Geovistory, a LOD Research Infrastructure for Historical Sciences
Linked Open Data, Research Infrastructure, Semantic Web, Ontology, FAIR Data
Introduction
The movement of Open Science has grown in importance in the Humanities, advocating for better accessibility of scientific research, especially in the form of the publication of research data (UNESCO 2023). This has led funding agencies like SNSF, ANR, and Horizon Europe to ask research projects to publish their research data and metadata along the FAIR principles in public repositories (see for instance (ANR 2023; EC 2023; SNSF 2024). Such requirements are putting pressure on researchers, who need to learn and understand the principles and standards of FAIR data and its impact on research data, but also require them to acquire new methodologies and know-how, such as in data management and data science.
At the same time, this accessibility of an increasing volume of interoperable quality data and the new semantic methodologies might bring a change of paradigm in the Humanities by the way knowledge is produced (Beretta 2023; Feugère 2015). The utilization of Linked Open Data (LOD) grants scholars access to large volumes of interoperable and high-quality datasets, at a scale analogue methods cannot reach, fundamentally altering their approach to information. This enables scholars to pose novel research questions, marking a departure from traditional modes of inquiry and facilitating a broader range of analytical perspectives within academic discourse. Moreover, drawing upon semantic methodologies rooted in ontology engineering, scholars can effectively document the intricate complexities inherent of social and historical phenomena, enabling a nuanced representation essential to the Social Sciences and Humanities domains within their databases. This meticulous documentation not only reflects a sophisticated understanding of multifaceted realities but also empowers researchers to deepen the digital analysis of rich corpora.

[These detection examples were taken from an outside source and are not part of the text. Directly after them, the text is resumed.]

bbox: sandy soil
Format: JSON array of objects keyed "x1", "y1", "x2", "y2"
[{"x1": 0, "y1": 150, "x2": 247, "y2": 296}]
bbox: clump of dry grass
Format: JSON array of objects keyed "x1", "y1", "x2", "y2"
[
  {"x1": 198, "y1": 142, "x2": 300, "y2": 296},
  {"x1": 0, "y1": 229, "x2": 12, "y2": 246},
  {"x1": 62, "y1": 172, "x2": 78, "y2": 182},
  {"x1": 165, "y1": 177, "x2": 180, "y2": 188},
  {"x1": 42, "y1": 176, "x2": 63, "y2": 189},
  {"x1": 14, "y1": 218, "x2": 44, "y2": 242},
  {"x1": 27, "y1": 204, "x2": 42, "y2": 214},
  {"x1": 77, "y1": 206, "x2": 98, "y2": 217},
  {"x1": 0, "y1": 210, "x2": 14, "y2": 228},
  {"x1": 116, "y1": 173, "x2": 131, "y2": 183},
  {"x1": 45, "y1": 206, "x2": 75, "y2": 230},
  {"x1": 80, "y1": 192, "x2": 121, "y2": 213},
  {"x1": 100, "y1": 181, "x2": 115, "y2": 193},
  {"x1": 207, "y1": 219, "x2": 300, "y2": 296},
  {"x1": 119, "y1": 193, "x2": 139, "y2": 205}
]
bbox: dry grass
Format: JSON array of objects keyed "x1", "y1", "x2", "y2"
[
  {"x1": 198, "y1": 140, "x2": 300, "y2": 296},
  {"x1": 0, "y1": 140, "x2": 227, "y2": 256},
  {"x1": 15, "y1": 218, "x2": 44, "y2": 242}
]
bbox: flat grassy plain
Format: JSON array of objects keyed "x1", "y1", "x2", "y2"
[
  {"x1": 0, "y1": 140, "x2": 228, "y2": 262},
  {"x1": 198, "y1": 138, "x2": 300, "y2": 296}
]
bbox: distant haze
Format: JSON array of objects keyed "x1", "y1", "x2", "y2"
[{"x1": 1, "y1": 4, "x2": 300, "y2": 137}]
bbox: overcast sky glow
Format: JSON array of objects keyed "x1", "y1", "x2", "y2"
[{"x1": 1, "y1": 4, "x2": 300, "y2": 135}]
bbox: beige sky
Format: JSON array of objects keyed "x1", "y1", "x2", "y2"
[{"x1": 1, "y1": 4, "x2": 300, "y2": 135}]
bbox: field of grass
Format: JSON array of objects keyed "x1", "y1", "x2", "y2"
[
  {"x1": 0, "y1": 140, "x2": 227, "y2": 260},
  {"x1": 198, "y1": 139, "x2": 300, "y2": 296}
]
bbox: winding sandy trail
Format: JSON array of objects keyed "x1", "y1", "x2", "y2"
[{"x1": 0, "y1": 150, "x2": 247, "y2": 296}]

The transition from analogical to digital research methodologies does not come without challenges for researchers, thus necessitating the development of new tools and research infrastructures to support them in this evolution. The demand arises for user-friendly tools that abstract the technical complexity, as well as project accompaniment organisations that can provide support in digital methodologies and strategies to help scholars to better manage their data for computational analysis and information sharing.
This is the goal of Geovistory. It is conceived as a virtual research and data publication environment designed to strengthen Open Research Data practices. Geovistory is developed for research projects in the Humanities and Social Sciences, whether in history, geography, literature or other related fields, according to the participatory method of “user experience design”. It supports researchers with simple and easy-to-use interfaces and allows them to make their research accessible in an attractive way to people interested in history.
Geovistory as a Research Environment
Geovistory aims to be a comprehensive research environment that accompanies scholars throughout the whole research cycle. Geovistory includes:
- The Geovistory Toolbox, which allows to manage and curate projects’ research data. The Toolbox is freely accessible for all individual projects. Each research project works on its own data perspective but at the same time directly contributes to a joint knowledge graph.
- A joint Data repository that allows to connect and link the different research projects under a unique and modular ontology, thus creating a large Knowledge Graph.
- The Geovistory Publication platform (http://geovistory.org), where data is published using the RDF framework and can be accessed via the community page or project-specific webpages and its graphical search tools or a SPARQL-endpoint.
- An active Community to foster information and know-how exchange among the researchers, users and technological experts.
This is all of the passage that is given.